This chapter implements the exact same real-time multimodal chat application as Chapter 6, but using the Vertex AI API instead of the Development API. The application combines audio chat with live video input from the user's webcam or screen, creating a truly multimodal interaction with Gemini.
Key Differences from Chapter 6:
- API Endpoint: Uses the Vertex AI WebSocket endpoint through a proxy instead of the direct Development API endpoint
- Authentication: Uses service account authentication through the proxy instead of an API key
- Model Path: Uses the full Vertex AI model path format:
projects/${PROJECT_ID}/locations/${LOCATION}/publishers/google/models/gemini-2.0-flash-exp
- Setup Configuration: Includes additional Vertex AI-specific configuration parameters in the setup message
The core functionality remains identical to Chapter 6, including:
- Video capture (webcam and screen sharing)

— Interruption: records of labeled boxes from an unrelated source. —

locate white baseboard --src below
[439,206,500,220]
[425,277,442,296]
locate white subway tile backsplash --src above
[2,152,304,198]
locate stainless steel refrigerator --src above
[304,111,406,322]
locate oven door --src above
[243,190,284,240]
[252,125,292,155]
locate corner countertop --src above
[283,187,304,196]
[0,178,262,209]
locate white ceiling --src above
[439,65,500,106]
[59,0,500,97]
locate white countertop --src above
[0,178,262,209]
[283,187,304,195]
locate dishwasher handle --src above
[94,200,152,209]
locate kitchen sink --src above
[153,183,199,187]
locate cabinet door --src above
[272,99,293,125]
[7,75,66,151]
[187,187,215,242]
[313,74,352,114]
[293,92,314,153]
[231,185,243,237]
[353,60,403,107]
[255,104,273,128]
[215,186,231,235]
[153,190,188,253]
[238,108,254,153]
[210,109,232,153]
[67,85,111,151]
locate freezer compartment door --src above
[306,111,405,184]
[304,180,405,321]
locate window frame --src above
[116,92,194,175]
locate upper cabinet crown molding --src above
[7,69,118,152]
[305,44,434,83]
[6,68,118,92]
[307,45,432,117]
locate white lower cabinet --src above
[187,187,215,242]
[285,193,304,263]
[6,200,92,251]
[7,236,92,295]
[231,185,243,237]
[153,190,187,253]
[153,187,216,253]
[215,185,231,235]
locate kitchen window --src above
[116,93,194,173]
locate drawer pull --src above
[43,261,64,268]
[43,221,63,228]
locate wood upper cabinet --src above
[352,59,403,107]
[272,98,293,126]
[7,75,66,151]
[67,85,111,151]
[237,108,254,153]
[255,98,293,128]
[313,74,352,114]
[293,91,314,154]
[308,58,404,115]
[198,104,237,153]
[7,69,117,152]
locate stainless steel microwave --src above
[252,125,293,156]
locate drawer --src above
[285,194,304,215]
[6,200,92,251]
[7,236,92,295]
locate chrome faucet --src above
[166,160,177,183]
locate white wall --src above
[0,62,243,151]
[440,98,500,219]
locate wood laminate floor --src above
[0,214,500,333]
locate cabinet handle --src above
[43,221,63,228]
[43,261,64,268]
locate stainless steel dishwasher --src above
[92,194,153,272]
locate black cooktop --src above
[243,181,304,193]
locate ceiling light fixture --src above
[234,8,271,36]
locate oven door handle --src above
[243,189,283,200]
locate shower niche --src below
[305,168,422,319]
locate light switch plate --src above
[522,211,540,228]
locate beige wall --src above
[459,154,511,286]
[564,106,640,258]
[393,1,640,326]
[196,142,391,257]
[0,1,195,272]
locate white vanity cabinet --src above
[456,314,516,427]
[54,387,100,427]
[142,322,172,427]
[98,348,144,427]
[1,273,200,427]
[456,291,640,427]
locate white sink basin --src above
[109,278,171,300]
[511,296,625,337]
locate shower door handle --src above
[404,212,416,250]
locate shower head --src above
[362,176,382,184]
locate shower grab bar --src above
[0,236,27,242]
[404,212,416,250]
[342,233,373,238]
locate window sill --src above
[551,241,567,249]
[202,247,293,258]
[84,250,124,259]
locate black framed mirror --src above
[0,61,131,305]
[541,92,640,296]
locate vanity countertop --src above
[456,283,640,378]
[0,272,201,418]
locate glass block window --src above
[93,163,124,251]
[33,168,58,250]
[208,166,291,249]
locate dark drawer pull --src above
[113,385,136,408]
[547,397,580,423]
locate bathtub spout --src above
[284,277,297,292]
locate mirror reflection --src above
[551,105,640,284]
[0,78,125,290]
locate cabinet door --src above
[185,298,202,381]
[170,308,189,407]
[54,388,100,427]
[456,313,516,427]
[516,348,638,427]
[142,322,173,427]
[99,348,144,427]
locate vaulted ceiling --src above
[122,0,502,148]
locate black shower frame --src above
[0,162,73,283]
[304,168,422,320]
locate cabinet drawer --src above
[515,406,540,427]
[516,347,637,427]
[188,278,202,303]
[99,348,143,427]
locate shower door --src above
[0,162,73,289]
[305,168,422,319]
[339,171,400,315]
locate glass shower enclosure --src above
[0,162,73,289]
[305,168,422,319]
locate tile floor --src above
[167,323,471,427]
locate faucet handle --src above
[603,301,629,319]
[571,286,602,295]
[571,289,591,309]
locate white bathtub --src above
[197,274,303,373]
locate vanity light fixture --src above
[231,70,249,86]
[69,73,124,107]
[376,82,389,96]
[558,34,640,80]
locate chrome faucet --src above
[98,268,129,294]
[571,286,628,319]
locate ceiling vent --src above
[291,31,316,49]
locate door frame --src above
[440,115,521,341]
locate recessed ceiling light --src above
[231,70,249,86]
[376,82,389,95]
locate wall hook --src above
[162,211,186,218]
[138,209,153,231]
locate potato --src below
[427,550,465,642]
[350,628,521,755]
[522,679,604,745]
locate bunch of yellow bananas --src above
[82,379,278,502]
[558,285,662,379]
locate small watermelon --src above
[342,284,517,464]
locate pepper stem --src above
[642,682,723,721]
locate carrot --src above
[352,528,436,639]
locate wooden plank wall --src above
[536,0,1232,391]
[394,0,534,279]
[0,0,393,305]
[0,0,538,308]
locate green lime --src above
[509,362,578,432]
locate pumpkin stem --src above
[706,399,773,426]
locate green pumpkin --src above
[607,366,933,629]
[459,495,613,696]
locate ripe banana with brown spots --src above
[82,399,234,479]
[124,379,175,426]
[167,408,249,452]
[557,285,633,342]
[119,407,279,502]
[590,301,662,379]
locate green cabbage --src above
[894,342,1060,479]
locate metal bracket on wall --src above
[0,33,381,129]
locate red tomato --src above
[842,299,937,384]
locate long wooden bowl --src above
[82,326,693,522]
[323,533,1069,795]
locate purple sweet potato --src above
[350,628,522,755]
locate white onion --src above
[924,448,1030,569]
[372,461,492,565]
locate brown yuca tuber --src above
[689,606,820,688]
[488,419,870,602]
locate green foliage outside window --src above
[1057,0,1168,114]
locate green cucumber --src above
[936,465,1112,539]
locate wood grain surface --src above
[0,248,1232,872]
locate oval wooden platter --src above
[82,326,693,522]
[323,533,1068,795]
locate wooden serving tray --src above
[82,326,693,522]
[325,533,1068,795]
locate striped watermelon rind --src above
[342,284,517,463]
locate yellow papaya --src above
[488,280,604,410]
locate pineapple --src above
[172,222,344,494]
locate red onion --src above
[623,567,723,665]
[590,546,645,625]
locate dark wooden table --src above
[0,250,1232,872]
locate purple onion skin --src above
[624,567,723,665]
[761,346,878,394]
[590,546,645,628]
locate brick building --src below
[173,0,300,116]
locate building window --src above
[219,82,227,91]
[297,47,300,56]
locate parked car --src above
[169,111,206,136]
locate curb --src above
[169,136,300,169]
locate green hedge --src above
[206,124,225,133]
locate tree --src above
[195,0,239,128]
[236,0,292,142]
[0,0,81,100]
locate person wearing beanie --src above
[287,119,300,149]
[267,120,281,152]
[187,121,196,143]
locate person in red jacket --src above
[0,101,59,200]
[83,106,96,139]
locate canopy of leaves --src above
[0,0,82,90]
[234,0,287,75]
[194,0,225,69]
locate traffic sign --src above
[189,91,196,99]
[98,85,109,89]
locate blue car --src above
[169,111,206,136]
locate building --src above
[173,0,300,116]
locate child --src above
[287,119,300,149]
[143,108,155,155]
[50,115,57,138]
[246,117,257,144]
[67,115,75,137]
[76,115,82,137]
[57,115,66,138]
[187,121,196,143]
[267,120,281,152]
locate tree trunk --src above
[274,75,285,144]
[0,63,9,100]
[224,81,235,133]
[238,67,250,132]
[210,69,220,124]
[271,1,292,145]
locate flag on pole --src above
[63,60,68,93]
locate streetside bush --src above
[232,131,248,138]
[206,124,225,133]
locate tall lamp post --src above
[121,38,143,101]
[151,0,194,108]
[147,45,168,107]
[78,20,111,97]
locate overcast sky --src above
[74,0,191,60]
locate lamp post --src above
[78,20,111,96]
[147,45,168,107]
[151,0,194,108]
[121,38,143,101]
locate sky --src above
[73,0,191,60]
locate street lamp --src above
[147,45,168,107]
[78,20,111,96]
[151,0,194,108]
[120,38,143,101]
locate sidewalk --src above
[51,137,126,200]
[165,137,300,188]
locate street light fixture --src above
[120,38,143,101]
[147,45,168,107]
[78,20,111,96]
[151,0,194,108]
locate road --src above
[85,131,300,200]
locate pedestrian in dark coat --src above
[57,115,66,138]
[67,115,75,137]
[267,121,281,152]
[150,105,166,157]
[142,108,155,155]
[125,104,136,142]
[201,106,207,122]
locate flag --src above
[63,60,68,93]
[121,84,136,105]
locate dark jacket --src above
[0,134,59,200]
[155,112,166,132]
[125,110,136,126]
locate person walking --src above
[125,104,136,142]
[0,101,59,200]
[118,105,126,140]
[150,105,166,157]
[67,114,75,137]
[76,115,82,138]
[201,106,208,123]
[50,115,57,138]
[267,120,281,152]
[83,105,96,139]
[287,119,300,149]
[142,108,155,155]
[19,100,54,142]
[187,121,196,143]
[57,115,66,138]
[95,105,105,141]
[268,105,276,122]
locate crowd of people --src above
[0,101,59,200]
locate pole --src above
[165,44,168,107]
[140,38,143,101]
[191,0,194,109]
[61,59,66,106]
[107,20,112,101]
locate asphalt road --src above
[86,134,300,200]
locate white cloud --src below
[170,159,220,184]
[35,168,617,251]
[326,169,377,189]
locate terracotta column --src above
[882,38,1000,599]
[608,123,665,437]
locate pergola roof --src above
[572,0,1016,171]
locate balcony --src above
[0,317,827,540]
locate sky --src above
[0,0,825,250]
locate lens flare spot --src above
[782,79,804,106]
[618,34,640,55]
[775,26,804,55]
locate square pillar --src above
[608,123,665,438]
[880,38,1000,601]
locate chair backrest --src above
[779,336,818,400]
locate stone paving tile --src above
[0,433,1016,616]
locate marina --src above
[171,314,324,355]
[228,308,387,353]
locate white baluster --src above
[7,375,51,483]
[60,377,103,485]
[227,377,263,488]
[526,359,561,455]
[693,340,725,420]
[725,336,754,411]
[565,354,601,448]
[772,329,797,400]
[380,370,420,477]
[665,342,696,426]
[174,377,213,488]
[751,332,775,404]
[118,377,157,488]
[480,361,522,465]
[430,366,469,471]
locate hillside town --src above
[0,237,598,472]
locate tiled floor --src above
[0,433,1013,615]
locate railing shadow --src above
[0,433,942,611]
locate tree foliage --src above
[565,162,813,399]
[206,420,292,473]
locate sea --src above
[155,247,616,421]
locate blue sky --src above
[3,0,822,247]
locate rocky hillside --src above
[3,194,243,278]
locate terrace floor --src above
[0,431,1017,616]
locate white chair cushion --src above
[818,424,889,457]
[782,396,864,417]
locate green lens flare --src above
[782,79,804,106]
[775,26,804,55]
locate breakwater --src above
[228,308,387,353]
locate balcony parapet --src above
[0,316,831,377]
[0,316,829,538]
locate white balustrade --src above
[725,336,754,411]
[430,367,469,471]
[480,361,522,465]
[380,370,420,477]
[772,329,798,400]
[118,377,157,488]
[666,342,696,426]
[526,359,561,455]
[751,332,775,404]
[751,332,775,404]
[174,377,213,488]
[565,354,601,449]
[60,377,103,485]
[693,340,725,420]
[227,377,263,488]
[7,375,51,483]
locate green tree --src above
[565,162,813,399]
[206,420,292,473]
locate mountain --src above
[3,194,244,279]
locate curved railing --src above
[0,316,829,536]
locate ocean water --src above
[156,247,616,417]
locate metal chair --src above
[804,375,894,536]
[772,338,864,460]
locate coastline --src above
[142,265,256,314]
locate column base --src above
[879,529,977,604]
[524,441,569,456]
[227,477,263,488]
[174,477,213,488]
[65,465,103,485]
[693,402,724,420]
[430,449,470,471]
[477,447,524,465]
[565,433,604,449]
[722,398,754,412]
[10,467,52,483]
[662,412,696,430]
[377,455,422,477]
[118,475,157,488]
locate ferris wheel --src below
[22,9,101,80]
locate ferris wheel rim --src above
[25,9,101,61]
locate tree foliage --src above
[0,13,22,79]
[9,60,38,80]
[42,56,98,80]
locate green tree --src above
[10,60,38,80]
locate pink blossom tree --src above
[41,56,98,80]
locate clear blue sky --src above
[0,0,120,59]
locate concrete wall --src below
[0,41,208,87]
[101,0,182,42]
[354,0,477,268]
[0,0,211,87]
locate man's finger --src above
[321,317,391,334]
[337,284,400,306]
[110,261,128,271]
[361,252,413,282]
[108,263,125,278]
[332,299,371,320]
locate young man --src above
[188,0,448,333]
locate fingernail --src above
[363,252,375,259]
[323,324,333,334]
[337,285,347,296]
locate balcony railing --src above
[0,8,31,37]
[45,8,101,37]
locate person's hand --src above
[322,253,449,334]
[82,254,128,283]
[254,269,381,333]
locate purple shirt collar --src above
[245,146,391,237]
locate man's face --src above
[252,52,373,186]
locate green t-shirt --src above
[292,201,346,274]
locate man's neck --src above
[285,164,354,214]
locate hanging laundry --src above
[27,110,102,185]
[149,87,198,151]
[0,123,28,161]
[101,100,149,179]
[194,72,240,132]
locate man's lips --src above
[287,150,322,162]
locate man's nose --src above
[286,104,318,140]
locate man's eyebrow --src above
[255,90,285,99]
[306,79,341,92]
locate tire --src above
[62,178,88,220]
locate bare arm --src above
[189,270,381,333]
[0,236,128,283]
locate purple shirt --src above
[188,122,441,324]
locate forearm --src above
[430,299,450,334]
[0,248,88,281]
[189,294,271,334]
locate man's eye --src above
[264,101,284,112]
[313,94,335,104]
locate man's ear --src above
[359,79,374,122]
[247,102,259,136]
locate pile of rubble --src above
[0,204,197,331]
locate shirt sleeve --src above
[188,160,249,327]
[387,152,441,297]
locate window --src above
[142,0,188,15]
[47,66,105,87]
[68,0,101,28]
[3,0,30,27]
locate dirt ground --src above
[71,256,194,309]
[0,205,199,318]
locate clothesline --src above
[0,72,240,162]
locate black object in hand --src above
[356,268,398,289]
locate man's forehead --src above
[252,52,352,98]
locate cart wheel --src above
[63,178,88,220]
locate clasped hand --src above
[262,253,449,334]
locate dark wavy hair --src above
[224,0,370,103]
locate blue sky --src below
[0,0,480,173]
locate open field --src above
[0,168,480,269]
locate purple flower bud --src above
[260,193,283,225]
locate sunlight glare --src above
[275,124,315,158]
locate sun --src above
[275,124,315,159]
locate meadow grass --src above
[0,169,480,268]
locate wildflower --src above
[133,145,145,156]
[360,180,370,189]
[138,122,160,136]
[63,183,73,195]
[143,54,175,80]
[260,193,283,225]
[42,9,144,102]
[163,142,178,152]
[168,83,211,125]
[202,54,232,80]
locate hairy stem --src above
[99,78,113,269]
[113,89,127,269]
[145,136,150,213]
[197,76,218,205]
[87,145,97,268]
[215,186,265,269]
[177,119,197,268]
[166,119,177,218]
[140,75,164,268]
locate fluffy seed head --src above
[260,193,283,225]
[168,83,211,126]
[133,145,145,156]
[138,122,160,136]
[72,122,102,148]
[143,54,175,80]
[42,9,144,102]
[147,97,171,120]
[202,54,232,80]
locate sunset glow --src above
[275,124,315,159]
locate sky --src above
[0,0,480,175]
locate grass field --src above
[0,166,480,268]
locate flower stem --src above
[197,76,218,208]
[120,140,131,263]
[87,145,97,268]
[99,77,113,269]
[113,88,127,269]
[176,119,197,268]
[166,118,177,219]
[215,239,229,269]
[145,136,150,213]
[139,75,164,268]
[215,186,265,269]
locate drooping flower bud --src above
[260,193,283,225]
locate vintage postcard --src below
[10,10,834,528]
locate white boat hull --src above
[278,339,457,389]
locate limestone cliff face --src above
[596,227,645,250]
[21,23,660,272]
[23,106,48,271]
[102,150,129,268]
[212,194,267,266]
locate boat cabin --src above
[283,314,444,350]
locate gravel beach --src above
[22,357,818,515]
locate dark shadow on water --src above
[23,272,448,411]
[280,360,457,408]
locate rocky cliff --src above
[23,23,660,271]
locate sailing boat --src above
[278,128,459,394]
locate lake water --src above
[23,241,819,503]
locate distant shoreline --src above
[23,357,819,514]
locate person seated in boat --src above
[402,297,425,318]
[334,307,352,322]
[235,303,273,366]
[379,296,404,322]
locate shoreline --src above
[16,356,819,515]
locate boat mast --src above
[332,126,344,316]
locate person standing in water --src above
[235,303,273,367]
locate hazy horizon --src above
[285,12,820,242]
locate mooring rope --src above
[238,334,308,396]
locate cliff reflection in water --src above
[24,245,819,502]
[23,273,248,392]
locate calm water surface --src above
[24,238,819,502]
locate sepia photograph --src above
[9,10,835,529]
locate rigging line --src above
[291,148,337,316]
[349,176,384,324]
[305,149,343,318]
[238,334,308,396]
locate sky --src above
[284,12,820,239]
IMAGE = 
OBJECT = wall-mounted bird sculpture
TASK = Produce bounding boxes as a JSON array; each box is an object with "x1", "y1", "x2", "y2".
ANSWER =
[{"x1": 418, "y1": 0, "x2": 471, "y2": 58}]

- Audio processing and streaming
- Frame-by-frame video processing
- WebSocket communication patterns
- User interface and controls
- Media handling and state management
Please refer to the comprehensive documentation in Chapter 6's README.
You can compare the implementations by looking at:
- Chapter 10 index.html (Vertex API version)
- Chapter 6 index.html (Development API version)
The main differences are in the initialization and configuration sections, while the core media handling logic remains the same.